La dernière partie de l’exposition se concentre ainsi sur les mangas modernes et contemporains, en retraçant rapidement son histoire et comment les mangakas – Osamu Tezuka, Akira Toriyama, Aya Oda, Masashi Kishimoto – et les studios d’animations comme Ghibli avec Hayao Miyazaki, ont récupéré les codes des emakimono (rouleaux anciens), des estampes japonaises, des bandes dessinées américaines et des dessins animés américains pour en créer des mangas faisant rêver plusieurs générations de fans.
Un aspect très intéressant et innovant dans l’exposition est le travail de Ads Libitum (David Redon), qui crée des estampes parodiques en y intégrant des éléments de pop culture. Le propos de l’artiste se prête très bien au message souhaité par le commissaire d’exposition, celui de lier les estampes et les mangas. On retrouve par exemple une reproduction d’une estampe d’Hiroshige avec le personnage de Son Goku sur son nuage magique, ou encore Astroboy s’envolant face au mont Fuji. Comme dit précédemment, le coin manga et animé se résume à un échantillon assez pauvre d’objets – quelques dōga de mangas ou de studio d’animation, des figurines – semblant donner satisfaction aux jeunes publics.

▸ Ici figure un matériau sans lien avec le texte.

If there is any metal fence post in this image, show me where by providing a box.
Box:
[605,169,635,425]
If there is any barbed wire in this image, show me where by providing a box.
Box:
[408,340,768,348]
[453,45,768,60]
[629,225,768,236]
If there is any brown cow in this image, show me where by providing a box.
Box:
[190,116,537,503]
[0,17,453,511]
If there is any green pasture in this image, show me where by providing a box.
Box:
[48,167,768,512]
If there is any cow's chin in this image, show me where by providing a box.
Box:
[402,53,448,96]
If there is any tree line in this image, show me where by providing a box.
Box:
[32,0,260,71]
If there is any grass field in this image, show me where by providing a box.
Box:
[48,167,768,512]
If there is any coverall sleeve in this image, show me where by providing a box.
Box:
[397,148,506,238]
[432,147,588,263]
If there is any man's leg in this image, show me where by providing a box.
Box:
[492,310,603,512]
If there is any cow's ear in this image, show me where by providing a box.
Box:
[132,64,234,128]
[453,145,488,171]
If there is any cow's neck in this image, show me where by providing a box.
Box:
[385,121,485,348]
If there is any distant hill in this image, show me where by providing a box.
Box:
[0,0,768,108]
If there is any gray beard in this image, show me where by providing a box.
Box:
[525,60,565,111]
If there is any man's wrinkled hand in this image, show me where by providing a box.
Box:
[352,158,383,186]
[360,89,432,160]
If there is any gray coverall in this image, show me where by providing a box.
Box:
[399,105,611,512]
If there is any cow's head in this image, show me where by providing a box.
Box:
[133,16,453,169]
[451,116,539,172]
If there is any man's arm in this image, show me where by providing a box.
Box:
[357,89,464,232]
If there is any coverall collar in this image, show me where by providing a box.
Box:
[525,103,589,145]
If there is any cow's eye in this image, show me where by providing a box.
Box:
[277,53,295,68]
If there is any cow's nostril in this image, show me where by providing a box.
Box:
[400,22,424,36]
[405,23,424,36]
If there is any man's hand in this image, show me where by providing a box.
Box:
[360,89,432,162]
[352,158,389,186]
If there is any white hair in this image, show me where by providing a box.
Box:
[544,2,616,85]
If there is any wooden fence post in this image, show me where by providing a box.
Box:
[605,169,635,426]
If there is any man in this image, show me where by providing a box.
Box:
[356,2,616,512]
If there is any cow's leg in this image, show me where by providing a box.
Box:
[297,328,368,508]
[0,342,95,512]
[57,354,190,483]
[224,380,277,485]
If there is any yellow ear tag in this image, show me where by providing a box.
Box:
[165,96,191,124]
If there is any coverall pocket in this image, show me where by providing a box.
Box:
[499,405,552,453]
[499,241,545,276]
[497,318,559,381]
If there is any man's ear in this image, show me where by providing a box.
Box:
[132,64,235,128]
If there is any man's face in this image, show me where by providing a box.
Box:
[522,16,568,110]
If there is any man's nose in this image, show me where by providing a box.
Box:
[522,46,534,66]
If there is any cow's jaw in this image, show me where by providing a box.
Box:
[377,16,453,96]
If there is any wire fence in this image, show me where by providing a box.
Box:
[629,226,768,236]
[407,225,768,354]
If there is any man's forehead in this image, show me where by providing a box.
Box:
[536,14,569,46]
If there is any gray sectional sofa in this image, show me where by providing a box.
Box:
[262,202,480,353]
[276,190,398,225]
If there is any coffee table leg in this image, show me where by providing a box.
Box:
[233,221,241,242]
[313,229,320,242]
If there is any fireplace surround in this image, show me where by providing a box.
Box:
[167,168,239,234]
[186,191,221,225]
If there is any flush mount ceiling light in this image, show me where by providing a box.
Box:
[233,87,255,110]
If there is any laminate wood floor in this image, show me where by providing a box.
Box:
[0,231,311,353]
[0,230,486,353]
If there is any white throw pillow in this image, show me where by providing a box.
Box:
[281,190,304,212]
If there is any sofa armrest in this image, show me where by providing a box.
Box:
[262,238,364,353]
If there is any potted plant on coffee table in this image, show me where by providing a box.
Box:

L’exposition Rêves de Japon, de l’estampe au manga, touche un large public, aussi bien les enfants que les adultes. Le sous-titre de l’exposition « de l’estampe au manga » souligne une envie de la part du commissaire de réunir ces deux publics et de les faire voyager au pays du Soleil-Levant. La scénographie est pensée pour tous : les cartels ne sont pas juste à destination des adultes. Les enfants disposent eux aussi de leurs cartels, qui les questionnent davantage sur les travaux des grands maîtres des estampes, comme pour leur donner envie de s’y intéresser et de comprendre les processus de création des divers artistes exposés.
La fin de l’exposition se termine par un coin d’activités, accessible à tous, avec divers jeux proposés pour s’entraîner à dessiner comme nos auteurs de mangas, à entraîner son regard sur les estampes japonaises.


Rêves de Japon, de l’estampe au manga, propose un axe de recherche très intéressant en réussissant à parfaitement lier trois univers dans une seule et même exposition, chose qui n’avait jamais été faite auparavant. Cette visite inédite réunit des ouvrages de collections privées que l’on ne pourra que très rarement observer. Elle arrive à s’adresser à un double public – enfant et adulte- sans être trop ou pas assez précise. Certains raccourcis permettent d’éviter de trop perdre le public en raison de trois types d’arts très complexes, qui font habituellement l’objet d’expositions isolées.
Félicitations Jean Christophe, où puis aller voir cette exposition, adresse? Merci
Bonjour,
Cette exposition se situe au 6 Avenue du Château de la Malmaison à 92500 Rueil-Malmaison.